Lecturers from the Universidade Eduardo Mondlane in Mozambique were in Grahamstown recently to further develop their journalism programme in collaboration with the Rhodes School of Journalism and Media Studies.
While in town, they also attended the Highway Africa conference.
The lecturers from the School of Communication and Arts (ECA) and the Department of Journalism and Media Studies (JMS) are working together to develop a journalism curriculum for the Mozambican university.
This forms part of a media-strengthening programme begun in 2012 sponsored USAID and the US non-profit organisation IREX.
ECA lecturer Mario Fonseca spoke with Grocott's Mail about the importance of developing the quality of media and the work of journalists in Mozambique.
He said that to get it right they had to start at grass roots level, and the development of a new curriculum was part of the process.
"In order for this process to be a success we had to consider a sum of factors.
"[These included] looking at the journalism curriculum itself, to thinking critically about factors like how will it be of benefit to our needs as a democratic country and how we will contribute to the development of journalism in Mozambique," he said.

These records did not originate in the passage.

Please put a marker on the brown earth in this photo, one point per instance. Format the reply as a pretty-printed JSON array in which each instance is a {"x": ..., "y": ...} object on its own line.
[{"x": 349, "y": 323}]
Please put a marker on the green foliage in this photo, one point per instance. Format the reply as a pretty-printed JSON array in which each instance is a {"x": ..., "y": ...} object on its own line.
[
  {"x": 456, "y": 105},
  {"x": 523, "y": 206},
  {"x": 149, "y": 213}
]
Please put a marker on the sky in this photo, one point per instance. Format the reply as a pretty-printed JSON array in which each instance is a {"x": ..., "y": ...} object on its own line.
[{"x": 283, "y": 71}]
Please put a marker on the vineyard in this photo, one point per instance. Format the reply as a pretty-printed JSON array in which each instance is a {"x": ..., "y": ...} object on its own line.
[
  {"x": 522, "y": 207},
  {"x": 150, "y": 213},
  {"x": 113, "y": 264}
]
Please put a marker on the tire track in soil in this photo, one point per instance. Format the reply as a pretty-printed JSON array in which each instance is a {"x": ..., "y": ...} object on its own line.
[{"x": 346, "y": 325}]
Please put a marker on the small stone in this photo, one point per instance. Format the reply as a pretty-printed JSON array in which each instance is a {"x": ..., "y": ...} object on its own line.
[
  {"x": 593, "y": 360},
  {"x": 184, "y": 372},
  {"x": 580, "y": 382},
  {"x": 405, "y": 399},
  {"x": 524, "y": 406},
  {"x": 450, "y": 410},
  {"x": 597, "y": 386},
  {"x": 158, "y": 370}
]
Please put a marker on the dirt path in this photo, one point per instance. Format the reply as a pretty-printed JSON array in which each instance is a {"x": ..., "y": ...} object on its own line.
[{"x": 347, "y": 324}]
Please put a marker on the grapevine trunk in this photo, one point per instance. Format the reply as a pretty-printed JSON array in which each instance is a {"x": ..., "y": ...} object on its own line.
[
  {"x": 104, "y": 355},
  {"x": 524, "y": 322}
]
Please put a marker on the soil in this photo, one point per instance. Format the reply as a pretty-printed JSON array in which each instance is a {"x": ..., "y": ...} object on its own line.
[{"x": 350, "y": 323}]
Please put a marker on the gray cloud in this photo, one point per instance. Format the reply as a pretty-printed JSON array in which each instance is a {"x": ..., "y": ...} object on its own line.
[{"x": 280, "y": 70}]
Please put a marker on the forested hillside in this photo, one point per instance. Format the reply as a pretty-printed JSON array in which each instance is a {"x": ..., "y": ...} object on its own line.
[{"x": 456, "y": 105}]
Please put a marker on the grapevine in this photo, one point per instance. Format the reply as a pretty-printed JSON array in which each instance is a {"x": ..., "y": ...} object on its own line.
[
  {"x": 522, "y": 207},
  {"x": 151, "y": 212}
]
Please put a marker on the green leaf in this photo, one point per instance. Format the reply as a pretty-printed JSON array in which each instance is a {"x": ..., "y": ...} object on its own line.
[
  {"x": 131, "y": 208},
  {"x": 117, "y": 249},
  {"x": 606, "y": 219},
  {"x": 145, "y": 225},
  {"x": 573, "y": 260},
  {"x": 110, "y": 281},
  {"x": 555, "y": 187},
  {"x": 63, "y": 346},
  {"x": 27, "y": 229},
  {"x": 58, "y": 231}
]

The partnership with JMS brought valuable experience to this stage of development, he said, in a process expected to take four years before the new curriculum can be implemented.
Aida Nangwe, also a journalism lecturer at ECA, said the partnership gives them the opportunity to learn things from Rhodes that they can implement at home.
"We plan to use what we know and learn here in our context to benefit our university," Nangwe said.
Fonseca said it was a great opportunity to be working with a well-known institution that has more than a century of experience in journalism, but added that he hoped JMS could learn from them, too, making it a learning process for all parties.
The group from Mozambique was among journalists from around the world that gathered in Grahamstown last week to attend the Highway Africa Conference focusing on social media's growing contribution to mainstream media.
The workshops, panel discussions and seminars attracted media practitioners, academics and students from all corners of the globe.